Open interval $(0,1)$ is totally bounded

Question

Is true that an open interval $(0,1)\subseteq \mathbb{R}$ totally bounded? I think it is not true.

Since there is an homeomorphism from $(0,1)$ to $\mathbb{R}$ and $\mathbb{R}$ is not totally bounded.

Is my argument correct?

Answer 1

It is true that $(0,1)$ is totally bounded, and this is a property of the metric (or of the uniformity, if you know about those), not of the topology. So it is not necessarily preserved by homeomorphisms (but it is by isometries!), as your own example in fact shows.

That $(0,1)$ is totally bounded can be seen in different ways: for $r>0$ we can cover $(0,1)$ by at most $1+\frac{1}{r}$ (I think, but at least is finite) many open intervals of length $r$ (which are also open balls in the metric). Or we can apply to a general theorem that $[0,1]$ is compact and a subset of a compact set is totally bounded as well.

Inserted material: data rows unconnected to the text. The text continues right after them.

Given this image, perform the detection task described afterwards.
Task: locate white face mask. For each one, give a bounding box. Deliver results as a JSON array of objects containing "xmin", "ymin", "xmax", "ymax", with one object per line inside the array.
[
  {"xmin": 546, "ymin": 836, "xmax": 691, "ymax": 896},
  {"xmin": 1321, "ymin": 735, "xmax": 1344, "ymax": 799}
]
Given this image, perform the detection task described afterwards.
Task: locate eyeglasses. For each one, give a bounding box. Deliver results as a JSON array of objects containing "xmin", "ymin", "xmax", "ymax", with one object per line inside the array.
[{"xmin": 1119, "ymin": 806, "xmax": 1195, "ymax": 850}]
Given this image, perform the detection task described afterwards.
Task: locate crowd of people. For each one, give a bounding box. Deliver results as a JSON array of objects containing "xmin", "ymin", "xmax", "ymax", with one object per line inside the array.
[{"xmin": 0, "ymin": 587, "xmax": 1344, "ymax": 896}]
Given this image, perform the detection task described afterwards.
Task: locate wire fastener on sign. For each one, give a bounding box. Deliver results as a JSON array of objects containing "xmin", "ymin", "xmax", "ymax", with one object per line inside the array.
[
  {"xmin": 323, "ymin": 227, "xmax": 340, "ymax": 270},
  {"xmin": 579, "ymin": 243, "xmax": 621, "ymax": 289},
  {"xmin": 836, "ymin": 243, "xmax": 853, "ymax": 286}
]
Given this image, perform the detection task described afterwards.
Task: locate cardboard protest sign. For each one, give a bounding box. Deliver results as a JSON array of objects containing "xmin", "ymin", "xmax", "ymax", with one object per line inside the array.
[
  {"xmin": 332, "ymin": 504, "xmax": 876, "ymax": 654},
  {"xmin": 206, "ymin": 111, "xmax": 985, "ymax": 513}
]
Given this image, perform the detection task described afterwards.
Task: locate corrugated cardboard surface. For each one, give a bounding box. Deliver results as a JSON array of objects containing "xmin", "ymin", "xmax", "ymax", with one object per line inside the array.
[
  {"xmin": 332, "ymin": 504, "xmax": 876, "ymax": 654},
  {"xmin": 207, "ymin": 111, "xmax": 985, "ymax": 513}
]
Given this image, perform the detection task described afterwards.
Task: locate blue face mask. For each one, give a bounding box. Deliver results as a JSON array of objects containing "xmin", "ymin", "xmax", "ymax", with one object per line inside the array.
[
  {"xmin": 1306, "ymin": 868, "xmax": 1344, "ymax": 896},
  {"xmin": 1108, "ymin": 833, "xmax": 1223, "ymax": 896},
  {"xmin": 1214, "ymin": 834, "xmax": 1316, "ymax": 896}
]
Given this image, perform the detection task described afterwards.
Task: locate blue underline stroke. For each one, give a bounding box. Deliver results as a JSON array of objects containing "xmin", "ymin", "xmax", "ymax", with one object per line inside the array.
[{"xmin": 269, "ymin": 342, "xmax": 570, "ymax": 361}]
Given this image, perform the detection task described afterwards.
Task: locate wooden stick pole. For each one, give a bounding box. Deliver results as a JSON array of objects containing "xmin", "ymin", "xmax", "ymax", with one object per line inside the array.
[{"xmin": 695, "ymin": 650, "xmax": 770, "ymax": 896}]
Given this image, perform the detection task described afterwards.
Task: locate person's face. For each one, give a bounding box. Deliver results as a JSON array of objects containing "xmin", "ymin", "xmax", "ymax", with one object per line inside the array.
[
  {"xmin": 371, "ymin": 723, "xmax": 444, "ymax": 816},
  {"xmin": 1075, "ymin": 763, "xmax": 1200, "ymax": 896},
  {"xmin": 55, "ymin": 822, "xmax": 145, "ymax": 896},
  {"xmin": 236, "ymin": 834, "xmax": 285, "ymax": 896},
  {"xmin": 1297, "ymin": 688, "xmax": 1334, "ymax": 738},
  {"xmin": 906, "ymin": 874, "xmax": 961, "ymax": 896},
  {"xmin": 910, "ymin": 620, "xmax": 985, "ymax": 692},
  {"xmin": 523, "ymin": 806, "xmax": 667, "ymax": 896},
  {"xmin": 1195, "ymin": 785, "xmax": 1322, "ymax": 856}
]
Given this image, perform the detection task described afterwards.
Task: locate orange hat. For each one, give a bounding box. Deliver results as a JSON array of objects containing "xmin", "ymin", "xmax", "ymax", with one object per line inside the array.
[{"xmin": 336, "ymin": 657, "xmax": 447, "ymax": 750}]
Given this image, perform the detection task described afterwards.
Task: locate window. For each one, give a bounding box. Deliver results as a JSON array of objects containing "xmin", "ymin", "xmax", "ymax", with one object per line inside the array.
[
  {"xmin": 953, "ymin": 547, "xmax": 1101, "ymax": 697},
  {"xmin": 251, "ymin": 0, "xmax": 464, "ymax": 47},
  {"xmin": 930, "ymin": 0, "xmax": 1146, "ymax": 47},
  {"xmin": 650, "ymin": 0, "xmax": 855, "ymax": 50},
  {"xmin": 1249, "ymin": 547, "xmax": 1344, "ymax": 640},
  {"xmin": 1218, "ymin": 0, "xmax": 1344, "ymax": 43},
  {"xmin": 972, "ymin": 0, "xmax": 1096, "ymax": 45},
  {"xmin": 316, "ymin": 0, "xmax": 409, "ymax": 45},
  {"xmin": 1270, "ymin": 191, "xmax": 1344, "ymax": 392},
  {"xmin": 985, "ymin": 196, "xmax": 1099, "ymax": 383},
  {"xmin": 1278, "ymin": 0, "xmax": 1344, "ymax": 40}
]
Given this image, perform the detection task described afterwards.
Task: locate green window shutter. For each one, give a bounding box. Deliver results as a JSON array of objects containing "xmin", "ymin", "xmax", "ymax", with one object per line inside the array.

The notion is not topological, and neither is completeness (same example, but now $(0,1)$ is not complete in the usual metric, but $\mathbb{R}$ is), but totally bounded plus completeness as a combined property (for metric or uniform spaces, where these notions are defined) is equivalent to compactness, which is topological (in the sense that a homeomorphic space to a compact one is also compact).